Hate Crimes in America

Hate Crimes In America

Did you know that people with blonde hair have low I.Q.s? Or that people less than five feet tall are more likely to spread a disease? How about that people with brown eyes are really worshipers of Satan? That did not sound very logical, did it? No, you know that people with blonde hair can be as smart or as unintelligent as the next person, that short people are not necessarily better hosts to disease, and that people with brown eyes can believe in whatever they want. Some people, on the other hand, would say these things made perfect sense when applied to a different race, religion, ethnic background, gender or sexual orientation. The idea of prejudice is as old as Mans’ time on Earth, that someone who is different just is not as good. When a person thinks like this, it can clutter their judgement. They start to see others, different from themselves, as not even human let alone equal. Violence often ensues. When that happens, we have a hate crime. A hate crime does not necessarily have to be a physical violent act. Words and threats can be just as damaging on an emotional level as a physical blow is to the head. Laws have been passed to prevent these actions, however, year in and year out there are hate crimes against different groups running into the thousands…and those are just the reported incidents.
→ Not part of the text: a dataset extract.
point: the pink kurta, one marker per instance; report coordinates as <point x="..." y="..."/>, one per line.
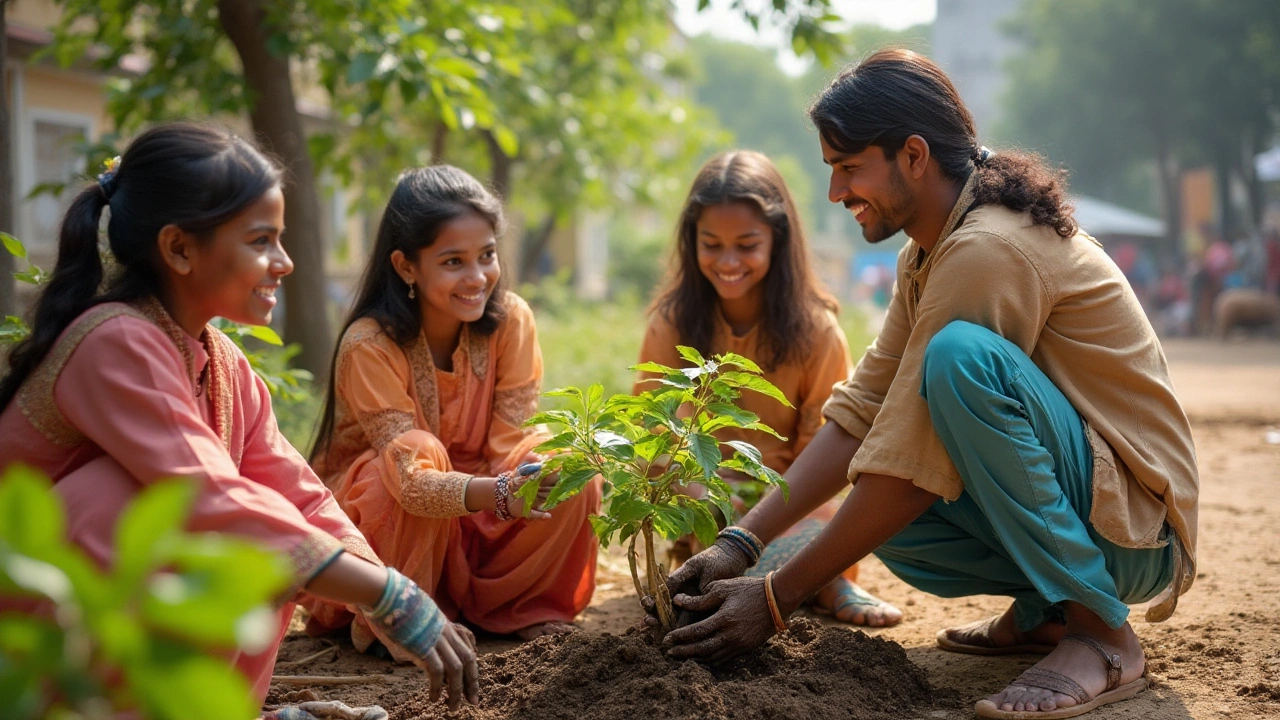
<point x="113" y="408"/>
The most common variety of hate crimes is committed against the African American community. Acts of violence and hatred against Blacks have been seen throughout history. The earliest forms of hate groups often led these attacks, and groups of old are still present today, such as, the Aryan Nations, and the Ku Klux Klan (http://sociology.ucdavis.edu/classes/grattetHate_Crimes_Class_Site/Hate_Groups.html). Although not thriving as they had in olden times, these groups still exist and have strong followings in many different places. Today, because of their lack of popularity amongst broad-minded people, hate groups have changed the way in which they present their ideals. All too often, hate groups try to pass off their outlandish beliefs as a truth of religion. Using quotes from the Bible and other religious texts and twisting them to fit their image (http://sociology.ucdavis.edu/classes/grattetHate_Crimes_Class_Site/Hate_Groups.html). They also attempt to draw the youth of communities. During a time when teenagers are confused, and feel exiled, they can come upon a web site of pro-Aryan content and easily be swayed. As a teen there is a need to belong, and there they can feel as though they do belong to something much larger than they are. It seems as simple as the sky being blue, “These people are like me, and they believe these things. It does not cost me anything, all I have to do is agree with them.” That is where it begins. After years of subtle, and some not so subtle, “brainwash” a teen can become an adult who would do anything for what they now believe to be truth. The idea that anyone who is not Caucasian and does not believe whole heartedly in Christianity, becomes the enemy. In the muddle an entire race can be downcast, and it was once. In a time when ignorant people were in control African American slavery was an everyday event, beating was practically expected, and they were treated as nothing more than the mule or the dog. As time progressed people realized their ways of thinking were wrong and slowly began to change what had always been.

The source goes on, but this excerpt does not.